Как личность, он громко популярен в литературных кругах стремительно левеющего Петербурга. Он член Театрально-Литературного комитета, член Литературного фонда, член руководства журнала «Библиотека для чтения» – фактически второе лицо в редакции после А.Дружинина. Параллельно он один из редакторов журнала «Искусство», из которого, впрочем, скоро выходит, именно потому, что с осени 1860 года становится главным редактором «Библиотеки…». Как ни относиться к этому детищу Сенковского, но «Библиотека для чтения» – толстый журнал с четвертьвековой историей, реальная сила в литературе, и вот эта сила – в руках Писемского.
Он несколько необычно, несколько даже экзотично ведет себя в новой роли. Он вообще необычная фигура на петербургском фоне, и знает это. Он так и держится: прямодушный провинциал, широкая душа, независимый простак, прячущий за шуточками практическую сметку, острую наблюдательность и насмешливый трезвый ум.
В свои сорок лет это плотный, видный мужчина, с большой головой и выразительной лепкой лица, в котором мемуаристы отмечают «интересную некрасивость», – эдакий «русак» с ленивыми движениями хлебосольного барина. Его костромской говор отдает почвенной, неиспорченной стариной. Его соленые шуточки рискованны даже на фоне весьма вольной, вольтерьянской манеры шутить, принятой в тогдашнем дворянском литературном кругу. Этот стиль свойствен и Некрасову, и Дружинину, и Боткину, и Григоровичу; молоденький Боборыкин, будущий знаменитый мемуарист, чувствует себя шокированным, услыша скабрезности из уст самого Тургенева. Чернышевский, Добролюбов – разночинцы, «чистюли», люди дела – бритвенно непримиримы к этому стилю; Писемский же всецело остается в его пределах, да еще и придает вольностям простодушный размах.

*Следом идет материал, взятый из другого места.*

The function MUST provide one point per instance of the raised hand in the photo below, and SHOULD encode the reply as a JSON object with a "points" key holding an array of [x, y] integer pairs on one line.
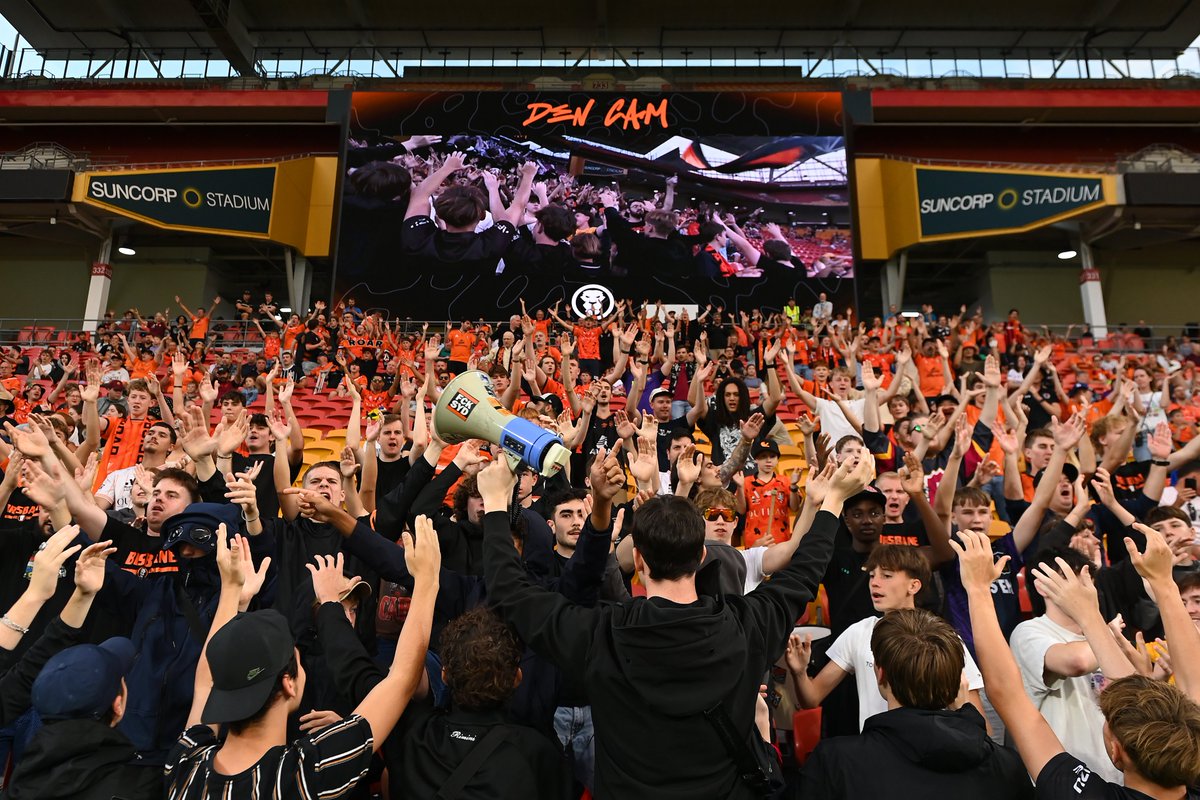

В кружке Некрасова (еще не распавшемся) у него кличка: «Ермило». Теперь уже трудно установить, как она появилась и была ли тут первоначальная аналогия со скромным одописцем екатерининских времен Ермилом Костровым, или действовала легенда о знаменитом гуляке, но применительно к Писемскому эта кличка означает нечто кондово-первобытное, густоземное, неуправляемо-естественное. Боткин замечает: «Мир Ермилы – курятник в сравнении с миром Тургенева; но Ермило искренне верит в свой курятник, – и от этого дома в нем; а Тургенев живет словно на квартире».
В более широком либеральном кругу Писемского иногда называют именем героя писавшегося тогда его романа: Иона Циник; его и впрямь подозревают в цинизме, и уж наверняка в скепсисе.
В самых широких кругах его зовут ласково и свойски: Филатыч.
Филатыч живет «в том длинном трехэтажном доме Куканова, что стоит на Садовой против Юсупова сада, не доходя до Екатерининского проспекта». Сокрывшись под бдительную охрану Екатерины Павловны, он пишет сутками напролет. Он работает по-русски: самозабвенно, до изнеможения, запойно. Иногда он выходит к посетителям и авторам, явившимся по журнальным делам. Его руки густо испачканы в чернилах, халат расстегнут до пупа, видна толстая волосатая грудь. Иногда посетители допускаются к нему в личные покои. Они видят горы бумаг на письменном столе (Екатерина Павловна методично перебеливает каракули и вписывает иностранные слова). По стенам посетители видят большие портреты Беранже и Жорж Занд – свидетелей и удостоверителей левизны хозяина. Видят и вещи, не совсем обычные для писательского кабинета: на стене – шубу, под письменным столом – ночной вазон, или, для еще пущего благозвучия, фиал. Хозяин охотно объясняет свои привычки: из прихожей-то шубу так и жди, что сопрут; а фиал – это от лени, батюшка, чтобы далеко не бегать, да чтобы и от писания надолго не отрываться.